I am writing now on the computer when Youngest Daughter comes up to me hopping on the spot. Telling me that she has almost got 5000 steps on her pedometer. This since supper, mind you. And moments before stepping into the tub, dear readers, she finally surpassed the coveted milestone. I just caught her trying to clip the darn thing to her naked toe as she stepped into the tub. INTO THE TUB, people. She then proceeded to ask me to check it, as it sat forlornly in the basket by the tub, as if it might have got up and hopped around the room while I was washing her hair. As if it could possibly have a blessed moment of peace. As I write these very words, she is calling to me from the upstairs tub to come and get her OUT. So she can STEP SOME MORE. And my friends and colleagues wonder why I am looking a little haggard these days.
This was not the point of this blog. The point was to talk about my complete lack of prowess at chess.
Last night, Son suggested we play chess. Good times. REAL.GOOD.TIMES. When I play chess, it usually ends in tears. As in, I’m crying (inside) like a baby. But I guess you could say last night’s game was certainly also good for a few funny laughs at my expense, if you call losing to your fourteen year-old son in a silly board game amusing. But then again, these grumbling sentiments of mine are partly due to the fact that I am the worst chess player in the universe. I know that. Son knows that. Husband knows that. Now the rest of the world is in on our little family secret.
It’s humiliating, really.
Now that I am forty, I have a sinking feeling that my brain cells are diminishing at a more alarming rate than I have previously been accustomed to. So I agreed to play with Son anyway (partly because my brain cells are diminishing at an alarming rate and I no longer know any better, … and also partly because I keep forgetting how bad I actually am at chess. It never seems to take me too long to remember though.) I usually agree to play chess because I think I am exercising my brain. However, some things don’t want to be exercised anymore when you turn forty- things like brains and bellies. And buttocks. They actually RESIST exercising, like there is some sort of rule about the point of no return. If I started exercising my brain (and other things) at this point in my life, I would be very afraid at what might be the outcome. At what might HAPPEN. But that is another story to pursue. For another blog, another day.

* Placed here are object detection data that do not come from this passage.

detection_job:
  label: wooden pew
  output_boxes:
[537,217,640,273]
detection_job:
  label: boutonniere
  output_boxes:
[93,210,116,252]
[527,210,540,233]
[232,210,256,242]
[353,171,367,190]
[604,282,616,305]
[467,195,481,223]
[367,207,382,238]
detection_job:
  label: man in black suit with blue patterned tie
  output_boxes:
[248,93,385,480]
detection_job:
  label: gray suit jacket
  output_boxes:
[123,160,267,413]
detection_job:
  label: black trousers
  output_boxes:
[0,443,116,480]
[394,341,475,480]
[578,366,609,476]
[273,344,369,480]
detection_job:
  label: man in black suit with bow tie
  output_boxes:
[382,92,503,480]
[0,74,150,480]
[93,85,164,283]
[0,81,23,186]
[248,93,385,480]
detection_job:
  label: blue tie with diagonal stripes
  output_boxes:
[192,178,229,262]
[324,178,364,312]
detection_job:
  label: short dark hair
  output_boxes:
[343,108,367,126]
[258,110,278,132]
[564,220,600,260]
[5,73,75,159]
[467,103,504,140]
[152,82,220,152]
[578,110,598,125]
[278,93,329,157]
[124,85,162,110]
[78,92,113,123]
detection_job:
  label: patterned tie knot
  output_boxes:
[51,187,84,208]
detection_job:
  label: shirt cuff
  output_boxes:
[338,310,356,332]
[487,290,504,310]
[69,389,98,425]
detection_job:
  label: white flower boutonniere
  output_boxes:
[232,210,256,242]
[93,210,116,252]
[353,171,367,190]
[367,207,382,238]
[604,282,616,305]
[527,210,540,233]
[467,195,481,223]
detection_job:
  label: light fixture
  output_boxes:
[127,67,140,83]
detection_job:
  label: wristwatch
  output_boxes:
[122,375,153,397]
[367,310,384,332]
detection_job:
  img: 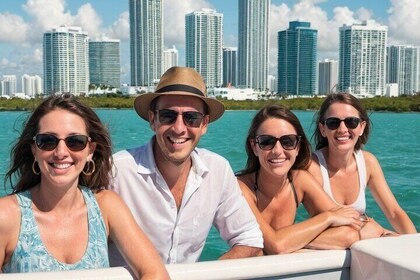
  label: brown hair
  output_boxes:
[237,104,311,175]
[4,94,112,193]
[312,93,371,151]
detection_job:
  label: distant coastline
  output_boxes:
[0,94,420,112]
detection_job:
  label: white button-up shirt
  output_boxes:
[110,137,263,266]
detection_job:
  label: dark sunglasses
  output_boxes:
[255,134,300,151]
[324,117,360,130]
[157,109,205,127]
[33,134,91,152]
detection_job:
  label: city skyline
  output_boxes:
[0,0,420,83]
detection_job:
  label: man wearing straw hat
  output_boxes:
[110,67,263,266]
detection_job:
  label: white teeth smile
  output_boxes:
[269,159,286,163]
[51,163,71,169]
[169,137,187,144]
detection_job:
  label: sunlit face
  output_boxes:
[149,95,209,165]
[32,109,95,188]
[250,118,299,177]
[318,102,366,150]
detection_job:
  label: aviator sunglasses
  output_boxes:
[324,117,360,130]
[157,109,205,127]
[255,134,300,151]
[33,134,91,152]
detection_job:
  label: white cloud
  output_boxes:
[23,0,74,43]
[163,0,212,48]
[105,12,130,41]
[73,4,102,37]
[388,0,420,45]
[269,0,378,75]
[0,13,28,43]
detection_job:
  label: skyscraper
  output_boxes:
[185,9,223,87]
[238,0,270,90]
[386,46,420,94]
[338,20,388,96]
[22,74,42,97]
[89,36,121,88]
[163,46,178,72]
[0,75,16,97]
[277,21,318,95]
[129,0,163,86]
[318,59,338,95]
[223,47,238,87]
[43,26,89,95]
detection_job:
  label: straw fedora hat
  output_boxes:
[134,66,225,122]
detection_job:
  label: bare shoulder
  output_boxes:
[0,195,21,236]
[94,190,122,206]
[236,173,254,192]
[292,169,318,191]
[362,150,379,166]
[236,173,257,203]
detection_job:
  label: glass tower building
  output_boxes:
[277,21,318,95]
[89,37,121,88]
[43,26,89,95]
[223,47,238,87]
[238,0,270,90]
[163,46,178,72]
[338,20,388,97]
[129,0,163,86]
[185,9,223,87]
[318,59,338,95]
[386,46,420,95]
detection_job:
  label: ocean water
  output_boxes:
[0,109,420,260]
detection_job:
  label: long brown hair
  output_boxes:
[4,94,112,193]
[237,104,311,175]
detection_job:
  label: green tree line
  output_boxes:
[0,94,420,112]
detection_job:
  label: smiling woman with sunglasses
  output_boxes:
[0,94,168,279]
[309,93,416,235]
[237,105,374,254]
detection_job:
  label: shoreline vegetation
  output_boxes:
[0,93,420,113]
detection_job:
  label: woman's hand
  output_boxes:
[328,205,363,230]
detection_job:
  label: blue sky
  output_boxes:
[0,0,420,86]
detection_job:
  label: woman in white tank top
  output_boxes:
[309,93,416,235]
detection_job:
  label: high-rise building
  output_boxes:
[89,36,121,88]
[43,26,89,95]
[238,0,270,90]
[267,75,277,92]
[223,47,238,87]
[386,46,420,95]
[338,20,388,96]
[22,74,42,97]
[163,46,178,72]
[0,75,16,97]
[129,0,163,86]
[185,9,223,87]
[318,59,338,95]
[277,21,318,95]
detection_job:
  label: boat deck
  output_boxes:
[0,234,420,280]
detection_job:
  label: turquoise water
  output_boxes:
[0,109,420,260]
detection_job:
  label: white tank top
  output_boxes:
[314,150,367,214]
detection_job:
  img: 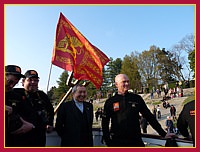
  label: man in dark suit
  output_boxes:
[55,84,93,147]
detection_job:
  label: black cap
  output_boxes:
[5,65,25,78]
[24,70,39,78]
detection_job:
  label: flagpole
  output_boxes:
[47,63,52,93]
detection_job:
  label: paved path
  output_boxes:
[147,97,187,134]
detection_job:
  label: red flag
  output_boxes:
[52,13,109,89]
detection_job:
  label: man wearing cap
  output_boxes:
[5,65,33,147]
[14,70,54,147]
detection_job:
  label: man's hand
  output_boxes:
[11,117,35,135]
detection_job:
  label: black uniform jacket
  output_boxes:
[9,88,54,147]
[102,93,166,142]
[56,100,93,147]
[177,100,196,146]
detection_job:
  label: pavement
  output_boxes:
[93,88,194,135]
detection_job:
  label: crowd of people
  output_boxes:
[5,65,195,147]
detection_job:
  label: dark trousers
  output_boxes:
[109,138,145,147]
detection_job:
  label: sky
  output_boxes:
[4,4,195,92]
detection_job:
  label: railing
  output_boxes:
[46,128,193,147]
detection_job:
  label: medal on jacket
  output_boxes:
[113,102,119,111]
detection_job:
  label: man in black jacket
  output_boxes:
[102,74,170,147]
[5,65,33,147]
[177,100,196,147]
[14,70,54,147]
[56,84,93,147]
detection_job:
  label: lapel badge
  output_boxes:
[113,102,119,111]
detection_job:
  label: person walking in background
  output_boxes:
[165,116,174,133]
[152,106,157,118]
[55,84,93,147]
[170,105,176,120]
[177,100,196,147]
[140,114,149,133]
[102,74,171,147]
[156,105,161,119]
[14,70,54,147]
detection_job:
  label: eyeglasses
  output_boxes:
[6,78,18,86]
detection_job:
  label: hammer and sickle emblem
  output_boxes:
[56,35,83,57]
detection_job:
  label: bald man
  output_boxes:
[102,74,166,147]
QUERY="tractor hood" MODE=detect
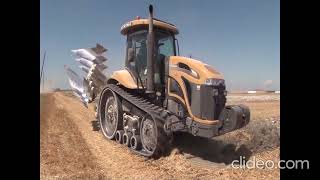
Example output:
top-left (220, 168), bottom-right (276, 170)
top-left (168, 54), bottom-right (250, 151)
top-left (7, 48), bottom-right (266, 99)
top-left (169, 56), bottom-right (224, 84)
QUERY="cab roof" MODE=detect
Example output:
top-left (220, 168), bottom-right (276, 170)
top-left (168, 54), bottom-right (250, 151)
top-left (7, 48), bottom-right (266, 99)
top-left (120, 18), bottom-right (179, 35)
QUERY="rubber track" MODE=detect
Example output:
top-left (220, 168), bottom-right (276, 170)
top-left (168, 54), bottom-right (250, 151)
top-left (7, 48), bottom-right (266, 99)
top-left (101, 84), bottom-right (169, 157)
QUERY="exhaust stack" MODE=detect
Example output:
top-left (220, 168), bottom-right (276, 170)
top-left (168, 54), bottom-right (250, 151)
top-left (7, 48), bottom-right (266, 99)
top-left (146, 5), bottom-right (154, 93)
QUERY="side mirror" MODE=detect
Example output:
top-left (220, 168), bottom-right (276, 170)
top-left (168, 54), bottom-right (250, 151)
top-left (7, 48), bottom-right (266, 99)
top-left (128, 48), bottom-right (134, 62)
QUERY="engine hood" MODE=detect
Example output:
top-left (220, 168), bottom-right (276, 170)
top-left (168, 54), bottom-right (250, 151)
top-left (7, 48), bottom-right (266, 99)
top-left (169, 56), bottom-right (224, 83)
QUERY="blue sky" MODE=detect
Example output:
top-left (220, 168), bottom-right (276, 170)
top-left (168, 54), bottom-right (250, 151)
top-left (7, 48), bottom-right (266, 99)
top-left (40, 0), bottom-right (280, 90)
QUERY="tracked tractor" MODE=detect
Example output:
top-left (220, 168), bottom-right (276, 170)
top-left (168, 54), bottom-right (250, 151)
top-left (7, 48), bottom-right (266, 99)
top-left (67, 5), bottom-right (250, 157)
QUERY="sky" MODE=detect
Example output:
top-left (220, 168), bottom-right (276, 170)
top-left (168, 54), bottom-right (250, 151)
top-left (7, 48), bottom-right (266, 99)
top-left (40, 0), bottom-right (280, 90)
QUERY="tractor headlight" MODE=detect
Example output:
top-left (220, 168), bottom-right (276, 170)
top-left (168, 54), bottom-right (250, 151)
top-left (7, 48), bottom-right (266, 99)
top-left (205, 78), bottom-right (225, 86)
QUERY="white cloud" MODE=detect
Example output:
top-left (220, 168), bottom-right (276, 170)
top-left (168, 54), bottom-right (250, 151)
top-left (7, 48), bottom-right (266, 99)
top-left (263, 80), bottom-right (273, 87)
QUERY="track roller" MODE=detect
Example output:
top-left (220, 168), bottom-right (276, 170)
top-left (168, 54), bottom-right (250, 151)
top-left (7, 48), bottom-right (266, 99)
top-left (115, 130), bottom-right (124, 144)
top-left (130, 135), bottom-right (142, 150)
top-left (122, 132), bottom-right (132, 147)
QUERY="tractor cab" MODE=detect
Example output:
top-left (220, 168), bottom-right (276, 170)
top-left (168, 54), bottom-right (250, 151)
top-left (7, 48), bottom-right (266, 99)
top-left (121, 18), bottom-right (178, 89)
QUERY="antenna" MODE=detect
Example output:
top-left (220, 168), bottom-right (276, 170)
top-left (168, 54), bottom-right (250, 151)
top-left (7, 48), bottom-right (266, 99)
top-left (40, 51), bottom-right (46, 85)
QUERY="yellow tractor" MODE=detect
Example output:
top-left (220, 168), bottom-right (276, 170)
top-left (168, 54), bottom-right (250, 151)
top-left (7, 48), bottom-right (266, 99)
top-left (66, 5), bottom-right (250, 157)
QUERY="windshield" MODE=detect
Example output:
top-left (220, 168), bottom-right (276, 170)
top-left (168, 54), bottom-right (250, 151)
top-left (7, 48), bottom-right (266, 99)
top-left (155, 32), bottom-right (175, 57)
top-left (127, 30), bottom-right (175, 86)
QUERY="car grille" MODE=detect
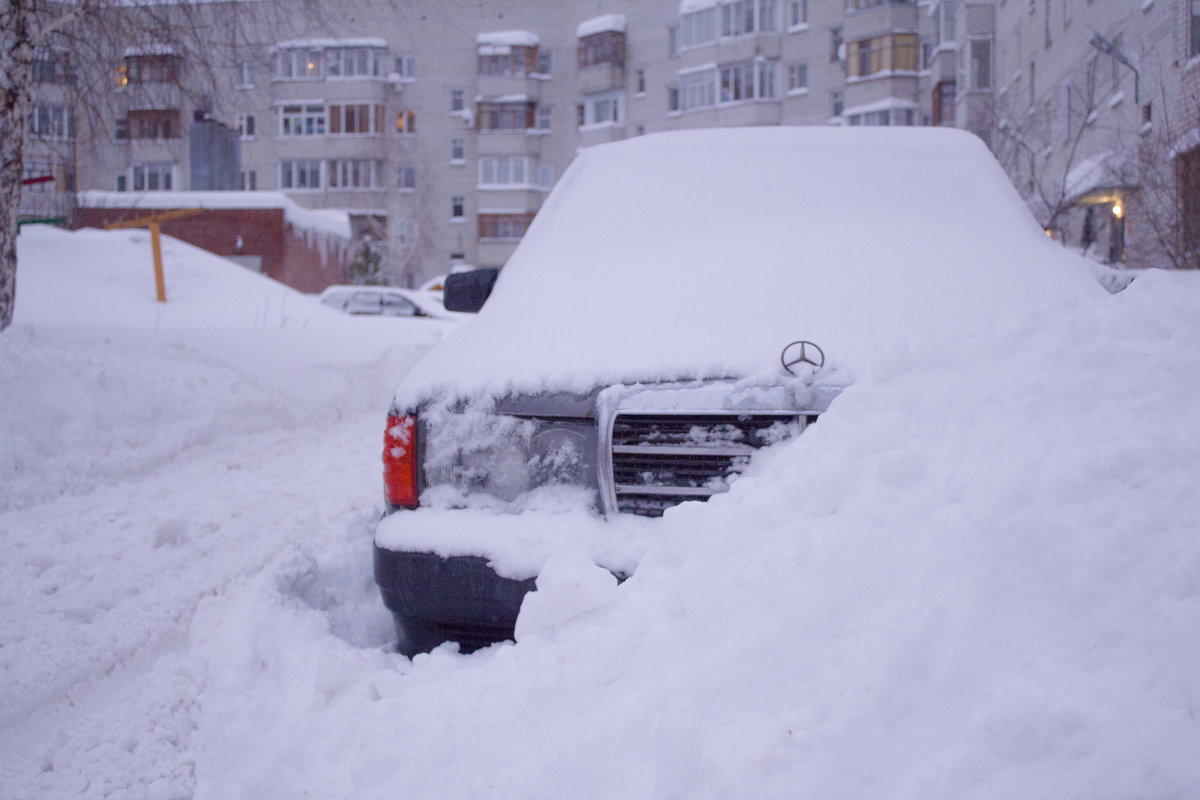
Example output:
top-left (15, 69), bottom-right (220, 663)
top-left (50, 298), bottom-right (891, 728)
top-left (611, 413), bottom-right (804, 517)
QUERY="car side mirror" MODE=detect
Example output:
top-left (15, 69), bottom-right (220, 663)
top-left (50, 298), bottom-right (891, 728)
top-left (442, 266), bottom-right (500, 313)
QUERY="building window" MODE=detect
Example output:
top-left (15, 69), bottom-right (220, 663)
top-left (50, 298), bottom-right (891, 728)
top-left (1175, 148), bottom-right (1200, 253)
top-left (475, 102), bottom-right (534, 131)
top-left (679, 68), bottom-right (716, 112)
top-left (30, 47), bottom-right (74, 84)
top-left (126, 108), bottom-right (182, 139)
top-left (787, 0), bottom-right (809, 28)
top-left (396, 166), bottom-right (416, 192)
top-left (280, 160), bottom-right (320, 191)
top-left (848, 108), bottom-right (917, 126)
top-left (479, 156), bottom-right (535, 188)
top-left (930, 80), bottom-right (956, 126)
top-left (846, 34), bottom-right (917, 78)
top-left (720, 61), bottom-right (779, 103)
top-left (396, 219), bottom-right (416, 245)
top-left (576, 30), bottom-right (625, 70)
top-left (238, 114), bottom-right (254, 139)
top-left (122, 53), bottom-right (179, 85)
top-left (325, 47), bottom-right (384, 78)
top-left (29, 103), bottom-right (74, 140)
top-left (679, 8), bottom-right (716, 47)
top-left (130, 163), bottom-right (175, 192)
top-left (479, 212), bottom-right (533, 241)
top-left (329, 103), bottom-right (383, 136)
top-left (968, 38), bottom-right (991, 89)
top-left (582, 90), bottom-right (625, 125)
top-left (280, 106), bottom-right (325, 137)
top-left (275, 48), bottom-right (323, 80)
top-left (329, 158), bottom-right (383, 190)
top-left (479, 44), bottom-right (538, 78)
top-left (1188, 0), bottom-right (1200, 59)
top-left (787, 64), bottom-right (809, 92)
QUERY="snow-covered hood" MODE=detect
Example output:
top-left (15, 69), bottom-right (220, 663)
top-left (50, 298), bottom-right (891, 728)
top-left (397, 127), bottom-right (1103, 405)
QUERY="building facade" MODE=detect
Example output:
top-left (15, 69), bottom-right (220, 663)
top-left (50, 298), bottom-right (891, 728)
top-left (44, 0), bottom-right (1200, 285)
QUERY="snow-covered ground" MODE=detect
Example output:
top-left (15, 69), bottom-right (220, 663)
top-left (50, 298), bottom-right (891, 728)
top-left (0, 221), bottom-right (1200, 800)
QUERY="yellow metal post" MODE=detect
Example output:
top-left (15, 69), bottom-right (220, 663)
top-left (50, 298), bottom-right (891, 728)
top-left (150, 219), bottom-right (167, 302)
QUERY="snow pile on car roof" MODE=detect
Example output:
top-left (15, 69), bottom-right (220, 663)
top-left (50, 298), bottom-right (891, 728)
top-left (401, 128), bottom-right (1099, 407)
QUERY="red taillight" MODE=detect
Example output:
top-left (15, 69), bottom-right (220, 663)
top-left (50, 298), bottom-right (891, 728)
top-left (383, 414), bottom-right (416, 509)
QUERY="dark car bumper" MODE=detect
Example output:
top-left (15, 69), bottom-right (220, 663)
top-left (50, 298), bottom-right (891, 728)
top-left (374, 546), bottom-right (535, 655)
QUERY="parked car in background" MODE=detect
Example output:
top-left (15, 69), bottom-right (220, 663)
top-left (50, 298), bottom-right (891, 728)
top-left (374, 127), bottom-right (1103, 654)
top-left (319, 285), bottom-right (463, 319)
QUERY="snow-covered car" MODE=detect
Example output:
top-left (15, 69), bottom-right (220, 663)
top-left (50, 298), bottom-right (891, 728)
top-left (318, 285), bottom-right (461, 319)
top-left (374, 127), bottom-right (1103, 652)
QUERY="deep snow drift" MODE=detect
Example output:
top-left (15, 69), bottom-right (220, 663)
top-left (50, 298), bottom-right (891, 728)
top-left (0, 224), bottom-right (1200, 800)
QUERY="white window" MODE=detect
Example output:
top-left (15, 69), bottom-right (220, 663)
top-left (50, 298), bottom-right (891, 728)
top-left (238, 114), bottom-right (254, 139)
top-left (29, 103), bottom-right (76, 139)
top-left (479, 156), bottom-right (535, 188)
top-left (787, 64), bottom-right (809, 91)
top-left (970, 38), bottom-right (991, 89)
top-left (396, 166), bottom-right (416, 192)
top-left (787, 0), bottom-right (809, 28)
top-left (275, 48), bottom-right (324, 80)
top-left (329, 158), bottom-right (383, 190)
top-left (130, 162), bottom-right (175, 192)
top-left (329, 103), bottom-right (383, 136)
top-left (280, 103), bottom-right (325, 137)
top-left (280, 160), bottom-right (320, 191)
top-left (582, 90), bottom-right (625, 125)
top-left (396, 219), bottom-right (416, 245)
top-left (679, 8), bottom-right (716, 47)
top-left (679, 68), bottom-right (716, 112)
top-left (238, 60), bottom-right (254, 89)
top-left (325, 47), bottom-right (383, 78)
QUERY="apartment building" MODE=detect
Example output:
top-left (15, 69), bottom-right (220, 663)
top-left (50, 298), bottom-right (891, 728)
top-left (63, 0), bottom-right (1200, 285)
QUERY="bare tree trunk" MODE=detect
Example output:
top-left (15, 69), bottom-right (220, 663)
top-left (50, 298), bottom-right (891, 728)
top-left (0, 0), bottom-right (34, 331)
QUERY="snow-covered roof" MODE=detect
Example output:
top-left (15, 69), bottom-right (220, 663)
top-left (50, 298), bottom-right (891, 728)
top-left (76, 191), bottom-right (352, 239)
top-left (475, 30), bottom-right (541, 47)
top-left (575, 14), bottom-right (625, 38)
top-left (398, 127), bottom-right (1103, 404)
top-left (121, 43), bottom-right (176, 59)
top-left (272, 37), bottom-right (388, 50)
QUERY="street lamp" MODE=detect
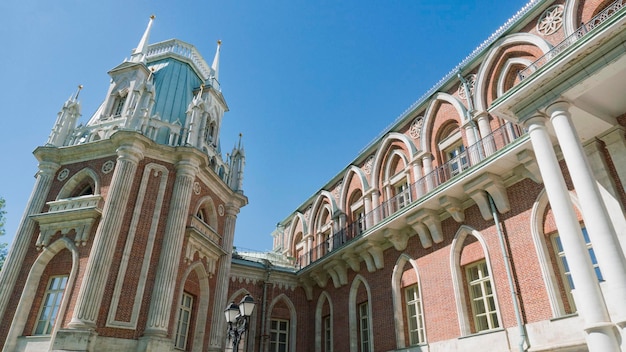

It’s not like I didn’t have my cheerleaders rooting for me. One second into the game- after I moved the very first fresh-faced pawn up two spaces on the board to face his daunting adversaries, Youngest Daughter looks cheerily at the board and says, “Good move Mom!” It was all downhill from there. At the end of the game, after a few tears, a long walk and a swift pep talk (THIS- all for me, by the way: a.k.a. The Loser of the Game): Son looks at me and says, “You did pretty good Mom, considering what you had left to work with.” I think he meant the measly few pawns and the terrified King who was hiding behind them. Not my brain cells.
I am praying that’s what he meant anyway. One can always dream.